After spending most of the current century in Singapore and pretty much all my trips on it taken by public transportation I've gotten to taking a lot of the details of it for granted, particularly once announcements start being made. After getting up on a thousand trips on the MRT system, how much can I not have heard, apart from announcements of stations being closed for an emergency or emergency drill or something like that?

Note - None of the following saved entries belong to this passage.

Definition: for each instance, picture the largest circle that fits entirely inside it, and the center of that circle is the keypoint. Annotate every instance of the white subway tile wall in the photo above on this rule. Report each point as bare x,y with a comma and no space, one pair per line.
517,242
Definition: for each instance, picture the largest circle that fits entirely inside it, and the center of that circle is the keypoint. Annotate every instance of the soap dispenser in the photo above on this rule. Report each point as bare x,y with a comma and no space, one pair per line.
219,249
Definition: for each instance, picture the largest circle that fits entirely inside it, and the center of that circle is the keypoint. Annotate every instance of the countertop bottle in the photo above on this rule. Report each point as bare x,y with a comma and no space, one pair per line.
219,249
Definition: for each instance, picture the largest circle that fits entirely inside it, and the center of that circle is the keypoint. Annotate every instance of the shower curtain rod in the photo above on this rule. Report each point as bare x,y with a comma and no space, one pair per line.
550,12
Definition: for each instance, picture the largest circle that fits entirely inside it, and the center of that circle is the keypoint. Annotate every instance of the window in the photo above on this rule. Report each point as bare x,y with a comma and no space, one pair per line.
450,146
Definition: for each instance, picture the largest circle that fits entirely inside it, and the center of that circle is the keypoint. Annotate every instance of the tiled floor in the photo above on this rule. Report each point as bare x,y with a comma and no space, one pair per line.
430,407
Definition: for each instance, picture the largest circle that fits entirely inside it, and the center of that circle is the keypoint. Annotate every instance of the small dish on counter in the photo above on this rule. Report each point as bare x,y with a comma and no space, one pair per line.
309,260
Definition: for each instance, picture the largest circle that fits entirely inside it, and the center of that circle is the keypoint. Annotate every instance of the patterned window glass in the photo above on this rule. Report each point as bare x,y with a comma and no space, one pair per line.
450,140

But as it happens as I entered the City Hall Interchange right about 6 pm, pretty near rush hour even for the weekends when people don't need to get home from their jobs, and worked my way past slightly thicker than normal crowds, they had a fresh announcement that so far as I know I've never heard before: Your attention please. The station is crowded. If you are not taking the train, please leave the station. If you are not taking the train, please leave the station. Thank you for your cooperation. And then after just a few seconds -- barely enough to let the message get fully out of your head -- they repeated the announcement. This was urgent enough they didn't even duplicate the message in Chinese, Malay, and Tamil. However, by repeating the message so quickly and so often, they made getting out of the station very attractive. Just before I got on the train they also had an announcement asking for a particular person to approach the station attendants.
I'm curious whether this is a side-effect of the current airport panic and transit security guys coming to the conclusion they'd have a much easier time making mass transit secure if only these masses didn't keep getting on and riding around and getting off of it, or whether this is part of Singapore's ongoing efforts to transcend mere service excellence and enter an ISO 9000-certified customer-oriented paradise. Last weekend there was a bonfire going on in two trash cans and some surrounding spots outside the Clementi MRT station, without creating any trouble so far as I could tell except for adding some woody smoke to the open-air platform, but Clementi is way off to the west, not in the center of the city. I'd have to check during rush hour again sometime, although I prefer to not get on the big interchanges that time of day because the stations are crowded.
Trivia: The first public railway near London was built in 1803. It used horse-drawn wagons. London: A History, Francis Sheppard.
Currently Reading: South: The Endurance Expedition, Ernest Shackleton.